Eric Bledsoe has played 227 games, regular season and playoffs combined, for the Milwaukee Bucks so far. In that time, it’s fair to say he’s built a somewhat complicated legacy for himself.
The former Kentucky Wildcat is a key cog in everything the Bucks do on both ends of the floor, and to date that has led to remarkable regular season success, but also more than its share of agonizing playoff performances.
Taking the whole Bledsoe experience into account, it’s worth thinking back to the trade that brought the Alabama native to Milwaukee in the first place.
Almost two-and-a-half years on from that deal, has bringing in Bledsoe lived up to expectations for the Bucks?

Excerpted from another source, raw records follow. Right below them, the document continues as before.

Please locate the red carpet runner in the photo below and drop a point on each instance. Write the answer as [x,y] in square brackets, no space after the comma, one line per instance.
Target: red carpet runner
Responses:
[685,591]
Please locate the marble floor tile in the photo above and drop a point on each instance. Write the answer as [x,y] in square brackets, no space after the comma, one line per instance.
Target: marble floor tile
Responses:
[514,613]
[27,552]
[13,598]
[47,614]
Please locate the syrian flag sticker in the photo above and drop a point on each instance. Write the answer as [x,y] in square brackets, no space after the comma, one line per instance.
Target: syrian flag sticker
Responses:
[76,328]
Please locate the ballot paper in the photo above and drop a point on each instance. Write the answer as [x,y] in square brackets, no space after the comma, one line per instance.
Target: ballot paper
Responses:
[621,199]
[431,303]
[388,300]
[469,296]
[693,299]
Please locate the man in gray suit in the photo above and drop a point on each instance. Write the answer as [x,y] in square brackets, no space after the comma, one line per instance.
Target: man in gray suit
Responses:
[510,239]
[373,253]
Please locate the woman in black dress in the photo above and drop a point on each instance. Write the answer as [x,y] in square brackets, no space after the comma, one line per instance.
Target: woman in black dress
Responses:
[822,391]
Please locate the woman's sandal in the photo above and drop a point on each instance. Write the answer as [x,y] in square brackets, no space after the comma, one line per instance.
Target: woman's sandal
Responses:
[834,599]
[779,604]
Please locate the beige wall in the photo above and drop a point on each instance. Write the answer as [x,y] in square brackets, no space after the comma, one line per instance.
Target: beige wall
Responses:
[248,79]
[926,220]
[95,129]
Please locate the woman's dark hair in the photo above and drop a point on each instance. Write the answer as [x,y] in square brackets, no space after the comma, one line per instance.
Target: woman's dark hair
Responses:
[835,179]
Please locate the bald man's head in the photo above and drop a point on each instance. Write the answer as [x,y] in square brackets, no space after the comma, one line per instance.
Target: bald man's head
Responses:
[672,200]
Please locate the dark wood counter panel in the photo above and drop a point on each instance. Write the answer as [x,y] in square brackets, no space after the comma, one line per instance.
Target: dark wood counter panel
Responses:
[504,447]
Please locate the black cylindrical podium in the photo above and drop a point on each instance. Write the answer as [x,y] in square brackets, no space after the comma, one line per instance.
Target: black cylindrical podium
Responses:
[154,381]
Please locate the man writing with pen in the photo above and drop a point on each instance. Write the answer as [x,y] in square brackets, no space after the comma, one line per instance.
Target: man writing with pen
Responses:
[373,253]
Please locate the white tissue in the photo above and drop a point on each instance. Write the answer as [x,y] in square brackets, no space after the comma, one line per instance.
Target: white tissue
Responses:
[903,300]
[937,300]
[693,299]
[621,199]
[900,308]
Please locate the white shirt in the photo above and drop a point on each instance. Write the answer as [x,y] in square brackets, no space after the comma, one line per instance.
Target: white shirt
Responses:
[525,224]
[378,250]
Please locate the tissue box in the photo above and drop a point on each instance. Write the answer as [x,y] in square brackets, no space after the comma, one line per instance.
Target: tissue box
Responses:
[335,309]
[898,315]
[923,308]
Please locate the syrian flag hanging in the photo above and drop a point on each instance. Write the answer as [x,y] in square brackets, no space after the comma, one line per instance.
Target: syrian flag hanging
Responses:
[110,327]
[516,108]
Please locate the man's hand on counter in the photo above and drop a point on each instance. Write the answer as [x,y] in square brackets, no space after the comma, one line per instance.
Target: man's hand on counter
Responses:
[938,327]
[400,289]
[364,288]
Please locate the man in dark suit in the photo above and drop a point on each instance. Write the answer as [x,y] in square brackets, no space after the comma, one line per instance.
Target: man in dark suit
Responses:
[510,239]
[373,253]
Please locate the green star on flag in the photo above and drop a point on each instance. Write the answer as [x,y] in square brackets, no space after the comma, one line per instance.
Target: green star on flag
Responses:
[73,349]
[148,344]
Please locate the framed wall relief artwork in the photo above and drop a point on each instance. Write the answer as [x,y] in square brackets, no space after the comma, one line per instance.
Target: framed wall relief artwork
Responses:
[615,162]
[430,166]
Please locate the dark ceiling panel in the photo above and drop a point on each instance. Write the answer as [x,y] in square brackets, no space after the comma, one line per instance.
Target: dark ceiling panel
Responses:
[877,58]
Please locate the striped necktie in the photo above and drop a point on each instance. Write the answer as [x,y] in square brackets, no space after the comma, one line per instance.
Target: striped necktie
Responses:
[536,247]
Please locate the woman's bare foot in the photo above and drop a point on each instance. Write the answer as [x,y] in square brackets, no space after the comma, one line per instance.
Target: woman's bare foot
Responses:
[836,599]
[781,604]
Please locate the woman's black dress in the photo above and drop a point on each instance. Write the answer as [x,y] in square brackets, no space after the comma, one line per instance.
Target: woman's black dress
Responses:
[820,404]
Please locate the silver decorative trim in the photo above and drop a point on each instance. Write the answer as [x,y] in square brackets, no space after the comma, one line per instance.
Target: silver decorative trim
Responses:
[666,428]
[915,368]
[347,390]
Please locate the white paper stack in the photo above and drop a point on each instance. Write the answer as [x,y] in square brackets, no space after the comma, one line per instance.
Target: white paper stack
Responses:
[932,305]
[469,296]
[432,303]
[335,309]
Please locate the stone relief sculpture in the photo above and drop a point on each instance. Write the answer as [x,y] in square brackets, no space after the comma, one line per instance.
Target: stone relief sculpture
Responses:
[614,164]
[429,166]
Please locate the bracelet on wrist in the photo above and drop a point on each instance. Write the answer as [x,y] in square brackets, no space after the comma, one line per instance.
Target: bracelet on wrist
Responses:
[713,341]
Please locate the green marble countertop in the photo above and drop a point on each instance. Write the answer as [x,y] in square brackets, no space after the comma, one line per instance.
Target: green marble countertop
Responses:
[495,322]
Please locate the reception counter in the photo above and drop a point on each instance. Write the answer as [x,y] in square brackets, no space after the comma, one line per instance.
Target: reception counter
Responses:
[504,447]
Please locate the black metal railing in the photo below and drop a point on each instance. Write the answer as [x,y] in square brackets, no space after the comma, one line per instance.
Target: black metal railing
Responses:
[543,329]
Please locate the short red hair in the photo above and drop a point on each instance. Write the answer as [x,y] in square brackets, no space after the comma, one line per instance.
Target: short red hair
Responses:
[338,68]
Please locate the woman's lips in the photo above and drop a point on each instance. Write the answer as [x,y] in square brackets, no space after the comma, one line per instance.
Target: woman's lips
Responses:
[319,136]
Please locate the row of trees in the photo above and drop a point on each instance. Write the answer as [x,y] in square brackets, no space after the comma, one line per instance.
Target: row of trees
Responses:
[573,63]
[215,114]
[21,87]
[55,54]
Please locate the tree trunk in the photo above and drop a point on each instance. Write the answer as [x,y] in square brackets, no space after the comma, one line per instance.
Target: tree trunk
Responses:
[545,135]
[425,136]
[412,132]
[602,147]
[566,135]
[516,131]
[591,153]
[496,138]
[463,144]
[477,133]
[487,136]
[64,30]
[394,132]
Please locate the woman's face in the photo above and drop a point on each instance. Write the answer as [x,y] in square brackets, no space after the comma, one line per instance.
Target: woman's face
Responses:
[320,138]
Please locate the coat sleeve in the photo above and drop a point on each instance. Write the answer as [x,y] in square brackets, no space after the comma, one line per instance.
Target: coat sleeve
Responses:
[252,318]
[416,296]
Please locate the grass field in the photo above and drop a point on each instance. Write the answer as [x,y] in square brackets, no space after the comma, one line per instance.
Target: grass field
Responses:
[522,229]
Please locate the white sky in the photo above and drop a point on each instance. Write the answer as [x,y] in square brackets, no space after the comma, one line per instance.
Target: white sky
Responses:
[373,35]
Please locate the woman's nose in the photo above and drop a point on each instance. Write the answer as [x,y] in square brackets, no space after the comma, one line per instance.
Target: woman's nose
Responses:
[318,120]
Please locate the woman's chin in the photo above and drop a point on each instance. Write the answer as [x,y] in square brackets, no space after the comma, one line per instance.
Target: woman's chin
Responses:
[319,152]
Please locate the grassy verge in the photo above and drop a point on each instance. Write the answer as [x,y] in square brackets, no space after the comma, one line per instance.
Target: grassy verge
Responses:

The first and probably the most striking thing about casting the mind back to where the Bucks were at prior to Bledsoe’s arrival is just how much has changed.
Bledsoe joined the Bucks in November 2017 when Jason Kidd was still at the helm, but the changes in the time since run much deeper than that.

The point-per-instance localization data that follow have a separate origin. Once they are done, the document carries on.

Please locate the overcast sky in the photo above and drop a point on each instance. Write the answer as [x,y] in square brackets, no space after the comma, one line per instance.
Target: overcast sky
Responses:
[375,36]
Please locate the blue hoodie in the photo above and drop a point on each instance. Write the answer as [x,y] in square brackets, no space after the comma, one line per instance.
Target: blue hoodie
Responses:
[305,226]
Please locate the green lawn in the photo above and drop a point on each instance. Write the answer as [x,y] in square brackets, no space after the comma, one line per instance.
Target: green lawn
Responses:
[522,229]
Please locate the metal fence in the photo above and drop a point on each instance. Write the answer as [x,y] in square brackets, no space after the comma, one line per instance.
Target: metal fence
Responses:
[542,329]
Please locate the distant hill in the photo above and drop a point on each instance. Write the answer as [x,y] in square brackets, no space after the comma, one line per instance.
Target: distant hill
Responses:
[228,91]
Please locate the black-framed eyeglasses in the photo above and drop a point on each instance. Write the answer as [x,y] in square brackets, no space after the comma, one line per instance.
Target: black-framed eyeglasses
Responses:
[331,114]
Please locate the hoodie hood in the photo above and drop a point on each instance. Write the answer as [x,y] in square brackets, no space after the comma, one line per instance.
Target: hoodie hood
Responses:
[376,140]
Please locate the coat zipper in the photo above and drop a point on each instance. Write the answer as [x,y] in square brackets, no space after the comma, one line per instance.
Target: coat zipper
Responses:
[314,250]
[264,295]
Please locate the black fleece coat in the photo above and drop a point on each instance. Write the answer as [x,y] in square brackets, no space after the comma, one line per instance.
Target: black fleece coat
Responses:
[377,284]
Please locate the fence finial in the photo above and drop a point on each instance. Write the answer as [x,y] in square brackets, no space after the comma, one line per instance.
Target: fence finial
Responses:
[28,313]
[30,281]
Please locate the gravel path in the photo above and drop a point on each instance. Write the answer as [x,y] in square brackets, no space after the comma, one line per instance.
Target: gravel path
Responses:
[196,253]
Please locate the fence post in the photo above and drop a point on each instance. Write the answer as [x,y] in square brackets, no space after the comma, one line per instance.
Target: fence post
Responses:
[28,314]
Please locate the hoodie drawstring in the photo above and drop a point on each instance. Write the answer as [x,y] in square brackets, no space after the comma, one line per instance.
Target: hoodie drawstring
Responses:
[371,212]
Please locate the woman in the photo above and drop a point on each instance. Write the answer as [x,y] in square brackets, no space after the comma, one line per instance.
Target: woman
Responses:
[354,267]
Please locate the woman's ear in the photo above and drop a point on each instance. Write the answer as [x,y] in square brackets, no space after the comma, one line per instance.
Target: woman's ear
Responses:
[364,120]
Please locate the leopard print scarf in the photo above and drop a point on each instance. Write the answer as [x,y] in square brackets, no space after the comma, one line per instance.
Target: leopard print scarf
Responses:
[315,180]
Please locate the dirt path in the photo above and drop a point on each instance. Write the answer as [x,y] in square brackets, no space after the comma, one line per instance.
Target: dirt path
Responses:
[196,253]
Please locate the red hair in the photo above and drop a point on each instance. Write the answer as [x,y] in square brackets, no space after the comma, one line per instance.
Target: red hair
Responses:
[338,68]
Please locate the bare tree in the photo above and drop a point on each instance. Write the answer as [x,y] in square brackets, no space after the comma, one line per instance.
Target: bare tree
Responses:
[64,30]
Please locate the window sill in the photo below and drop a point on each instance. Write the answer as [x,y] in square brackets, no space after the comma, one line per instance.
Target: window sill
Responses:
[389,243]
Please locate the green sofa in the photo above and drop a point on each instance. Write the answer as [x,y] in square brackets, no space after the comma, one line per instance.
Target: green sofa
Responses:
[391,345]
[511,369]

In the final game before the Bledsoe trade with the Phoenix Suns, the Bucks slipped to 4-5 thanks to a nine-point loss to the Detroit Pistons. In that game, Jason Kidd used 11 players, of which only Giannis Antetokounmpo and Khris Middleton remain with the franchise today.
In fact between the regular roster and two-way players at that point, six players (DeAndre Liggins, Jason Terry, Rashad Vaughn, Mirza Teletovic, Greg Monroe, and Joel Bolomboy) that were on the Milwaukee squad just before Bledsoe’s arrival are no longer in the NBA.

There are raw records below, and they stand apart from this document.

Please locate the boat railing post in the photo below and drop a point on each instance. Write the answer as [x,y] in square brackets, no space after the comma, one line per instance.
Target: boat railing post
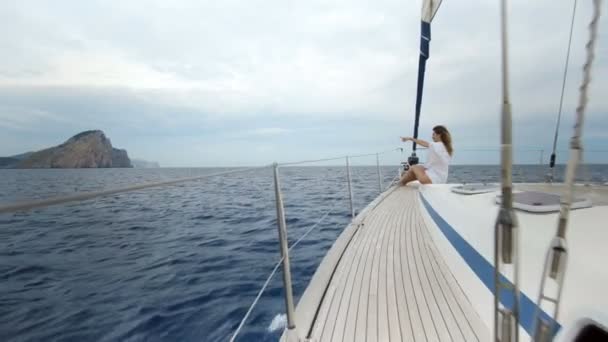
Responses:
[379,174]
[291,326]
[350,190]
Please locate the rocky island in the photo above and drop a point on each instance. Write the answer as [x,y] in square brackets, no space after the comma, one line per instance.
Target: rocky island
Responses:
[89,149]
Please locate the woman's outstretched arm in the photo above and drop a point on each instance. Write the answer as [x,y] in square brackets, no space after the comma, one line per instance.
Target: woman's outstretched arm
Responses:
[417,141]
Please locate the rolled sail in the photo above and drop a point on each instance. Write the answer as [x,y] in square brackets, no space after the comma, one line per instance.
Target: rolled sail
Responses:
[429,9]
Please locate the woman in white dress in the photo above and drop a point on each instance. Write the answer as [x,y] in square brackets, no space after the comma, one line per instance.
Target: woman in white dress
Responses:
[435,170]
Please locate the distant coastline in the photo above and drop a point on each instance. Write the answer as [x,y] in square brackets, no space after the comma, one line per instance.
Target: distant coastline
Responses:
[88,149]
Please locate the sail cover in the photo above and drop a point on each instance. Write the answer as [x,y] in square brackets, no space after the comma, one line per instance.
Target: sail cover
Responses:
[429,8]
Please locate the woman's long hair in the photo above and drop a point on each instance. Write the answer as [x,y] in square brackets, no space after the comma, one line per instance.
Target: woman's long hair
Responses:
[446,137]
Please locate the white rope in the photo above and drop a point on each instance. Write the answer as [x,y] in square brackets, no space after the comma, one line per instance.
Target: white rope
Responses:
[28,205]
[335,158]
[274,270]
[561,99]
[576,143]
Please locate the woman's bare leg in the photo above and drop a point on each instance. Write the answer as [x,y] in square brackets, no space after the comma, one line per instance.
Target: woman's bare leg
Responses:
[415,172]
[407,177]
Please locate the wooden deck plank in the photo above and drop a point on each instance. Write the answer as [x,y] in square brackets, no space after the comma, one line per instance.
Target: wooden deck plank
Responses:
[393,285]
[336,282]
[400,292]
[447,328]
[394,320]
[421,304]
[345,268]
[350,326]
[362,313]
[453,291]
[382,325]
[372,302]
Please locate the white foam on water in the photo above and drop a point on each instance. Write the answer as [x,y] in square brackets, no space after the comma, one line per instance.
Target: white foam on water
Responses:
[278,322]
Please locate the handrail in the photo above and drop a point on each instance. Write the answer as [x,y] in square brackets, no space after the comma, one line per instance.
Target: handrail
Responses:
[337,158]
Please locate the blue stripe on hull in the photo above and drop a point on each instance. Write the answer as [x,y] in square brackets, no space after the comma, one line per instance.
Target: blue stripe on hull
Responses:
[485,271]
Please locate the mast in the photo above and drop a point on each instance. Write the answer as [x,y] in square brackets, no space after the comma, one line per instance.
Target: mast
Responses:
[429,9]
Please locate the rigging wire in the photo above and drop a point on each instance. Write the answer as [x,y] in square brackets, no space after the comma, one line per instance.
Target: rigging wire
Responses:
[561,99]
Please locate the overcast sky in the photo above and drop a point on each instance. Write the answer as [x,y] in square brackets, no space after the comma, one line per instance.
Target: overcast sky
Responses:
[205,83]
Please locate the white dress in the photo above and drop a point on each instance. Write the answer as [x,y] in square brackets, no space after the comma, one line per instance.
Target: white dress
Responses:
[437,163]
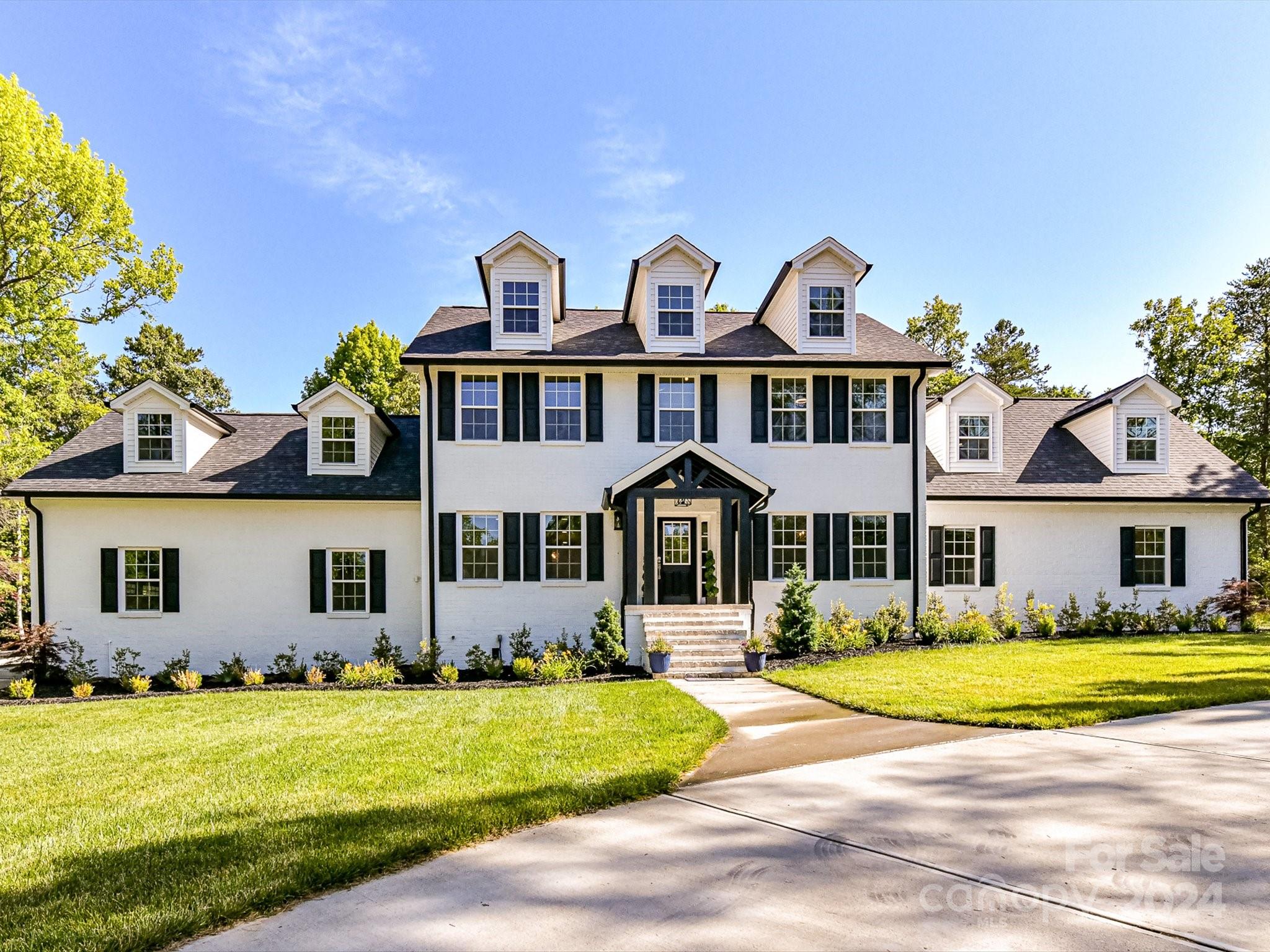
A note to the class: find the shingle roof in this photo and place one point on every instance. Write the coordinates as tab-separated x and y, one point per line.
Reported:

That speaks to just how a variety of strong moves have utterly transformed the Bucks in that relatively short span, and it’s safe to say that string of decisions essentially began with the Bledsoe trade.
To land Bledsoe, the Bucks sent Greg Monroe to Phoenix along with a highly protected first and a second round pick. In the first major deal of his career as a general manager, Jon Horst took advantage of the lack of leverage that Phoenix had due to the breakdown of their relationship with Bledsoe, and secured what was immediately hailed as a tremendous value deal for the best point guard the Bucks had seen for the best part of two decades.
Fast forward to 2020, and as my colleague Jordan Treske explored in recent days, Bledsoe’s play remains essential to the Bucks’ chances of winning it all. But that in its own right points to just how well the Bledsoe acquisition has worked out to this point.
Whether Bledsoe, playoff demons included, is good enough for the Bucks to win a championship remains unknowable. But it is fair to say that his acquisition was the first of a number of decisions made by management that made the Bucks a legitimate contender, and ensured that lingering concern is a valid question to begin with.
The fact that the Bucks rolled off a 60-win season and made the Conference Finals last season and were on course to go even better on both fronts before the current campaign’s suspension, highlights that not only has the Bledsoe deal met expectations, but roundly exceeded them.
For all of his flaws, Bledsoe gives the Bucks a talented playmaker, a complementary scoring option, and an All-Defensive guard to work at the head of their outstanding defensive scheme. The trade to pick him up was nothing short of a game-changer.